Content Warning: sexual assault

Gisela McDaniel grew up in predominantly white spaces: She was born on a military base in Bellevue, Neb., to a Chamorro mother who was a sociology professor teaching race and ethnicity and a white father enlisted in the Navy. On a recent Monday afternoon, the Art & Design alum spoke about how being raised with a pervasive awareness of her Indigenous heritage transformed her approach to painting.

Rather than becoming fixated on the crosscurrents of the art world and its western preference for flattening its subjects into fetishized objects of beauty, McDaniel said she has always seen her artistic process as an opportunity to break the silence and amplify marginalized stories.

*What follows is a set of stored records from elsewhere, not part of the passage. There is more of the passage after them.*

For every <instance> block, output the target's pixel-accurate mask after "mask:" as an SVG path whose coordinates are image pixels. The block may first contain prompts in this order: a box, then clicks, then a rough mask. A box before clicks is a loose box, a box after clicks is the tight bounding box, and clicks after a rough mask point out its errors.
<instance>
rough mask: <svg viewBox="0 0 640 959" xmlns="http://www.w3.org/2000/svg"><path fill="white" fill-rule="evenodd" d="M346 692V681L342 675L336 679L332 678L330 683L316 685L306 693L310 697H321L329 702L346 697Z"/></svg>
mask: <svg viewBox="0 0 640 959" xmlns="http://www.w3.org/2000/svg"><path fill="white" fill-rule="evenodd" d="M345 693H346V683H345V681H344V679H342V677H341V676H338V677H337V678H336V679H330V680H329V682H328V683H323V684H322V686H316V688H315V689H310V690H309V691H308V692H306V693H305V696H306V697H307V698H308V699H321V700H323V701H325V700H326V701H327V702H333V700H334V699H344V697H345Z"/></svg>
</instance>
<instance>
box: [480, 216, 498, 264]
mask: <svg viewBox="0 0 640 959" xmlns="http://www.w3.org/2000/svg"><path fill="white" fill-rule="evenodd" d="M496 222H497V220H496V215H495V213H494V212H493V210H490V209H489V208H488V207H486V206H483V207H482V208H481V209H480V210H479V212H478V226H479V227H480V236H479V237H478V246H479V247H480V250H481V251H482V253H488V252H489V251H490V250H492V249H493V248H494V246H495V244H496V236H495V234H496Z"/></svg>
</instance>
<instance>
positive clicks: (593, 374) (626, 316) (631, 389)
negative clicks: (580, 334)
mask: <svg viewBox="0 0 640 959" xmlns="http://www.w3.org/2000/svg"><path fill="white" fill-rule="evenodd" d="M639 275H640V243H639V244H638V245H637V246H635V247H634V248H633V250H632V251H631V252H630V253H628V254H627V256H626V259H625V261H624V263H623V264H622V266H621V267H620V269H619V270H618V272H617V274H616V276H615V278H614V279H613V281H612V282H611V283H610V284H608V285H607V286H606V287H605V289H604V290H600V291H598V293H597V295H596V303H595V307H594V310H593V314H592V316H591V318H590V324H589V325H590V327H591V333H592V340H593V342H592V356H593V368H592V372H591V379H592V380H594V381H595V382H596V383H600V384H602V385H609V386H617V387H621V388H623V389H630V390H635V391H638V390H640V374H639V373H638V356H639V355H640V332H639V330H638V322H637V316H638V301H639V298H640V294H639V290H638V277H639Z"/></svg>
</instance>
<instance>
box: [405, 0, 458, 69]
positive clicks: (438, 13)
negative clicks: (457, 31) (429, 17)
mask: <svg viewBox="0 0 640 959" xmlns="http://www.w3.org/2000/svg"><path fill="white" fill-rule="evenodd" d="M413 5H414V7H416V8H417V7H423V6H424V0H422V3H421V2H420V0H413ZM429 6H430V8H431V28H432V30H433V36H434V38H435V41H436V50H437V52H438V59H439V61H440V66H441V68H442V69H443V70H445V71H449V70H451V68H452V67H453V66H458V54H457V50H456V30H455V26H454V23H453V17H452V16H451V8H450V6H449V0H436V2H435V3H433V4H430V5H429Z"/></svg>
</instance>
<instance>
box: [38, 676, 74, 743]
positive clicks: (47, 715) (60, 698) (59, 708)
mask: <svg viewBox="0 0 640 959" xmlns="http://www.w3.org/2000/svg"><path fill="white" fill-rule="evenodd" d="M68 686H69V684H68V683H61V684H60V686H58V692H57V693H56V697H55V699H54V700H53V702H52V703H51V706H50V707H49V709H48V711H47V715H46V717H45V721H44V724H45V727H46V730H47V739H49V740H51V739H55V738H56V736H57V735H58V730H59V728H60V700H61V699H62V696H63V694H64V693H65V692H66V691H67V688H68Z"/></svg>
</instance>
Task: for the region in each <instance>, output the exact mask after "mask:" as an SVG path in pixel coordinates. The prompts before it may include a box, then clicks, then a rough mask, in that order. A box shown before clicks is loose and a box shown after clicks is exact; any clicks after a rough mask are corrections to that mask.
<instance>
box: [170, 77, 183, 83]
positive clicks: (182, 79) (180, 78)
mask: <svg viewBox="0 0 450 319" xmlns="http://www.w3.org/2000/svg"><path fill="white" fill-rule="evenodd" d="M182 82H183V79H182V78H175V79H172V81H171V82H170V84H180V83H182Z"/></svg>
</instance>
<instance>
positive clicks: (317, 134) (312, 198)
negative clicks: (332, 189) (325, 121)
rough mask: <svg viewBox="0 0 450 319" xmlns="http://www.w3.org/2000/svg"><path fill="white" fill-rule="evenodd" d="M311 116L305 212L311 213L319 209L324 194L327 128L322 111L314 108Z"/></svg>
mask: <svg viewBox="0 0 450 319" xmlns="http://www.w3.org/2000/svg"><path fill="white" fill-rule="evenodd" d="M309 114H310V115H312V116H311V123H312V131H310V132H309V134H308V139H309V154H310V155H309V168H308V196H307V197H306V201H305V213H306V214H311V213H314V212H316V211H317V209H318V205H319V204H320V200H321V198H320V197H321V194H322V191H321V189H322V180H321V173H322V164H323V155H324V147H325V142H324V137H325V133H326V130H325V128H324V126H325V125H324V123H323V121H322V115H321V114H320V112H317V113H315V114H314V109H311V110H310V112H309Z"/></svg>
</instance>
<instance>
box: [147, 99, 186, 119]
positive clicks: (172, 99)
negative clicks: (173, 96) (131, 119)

McDaniel said that from the moment she started creating, she reformulated color as a place where a body in exile could emerge while talking back to the viewer.

“I really don’t like to focus on the violence in these stories because I think that’s done enough,” she said in an interview with The Daily. “Especially in art, we see these violent moments painted but it’s not about that. What I’m so interested in is how people move forward and how people are resilient through these events.”

McDaniel says she first used the language of art to articulate and anatomize her life experiences. This extends all the way back to her girlhood in Cleveland, Ohio, where she says she “struggled with language growing up.”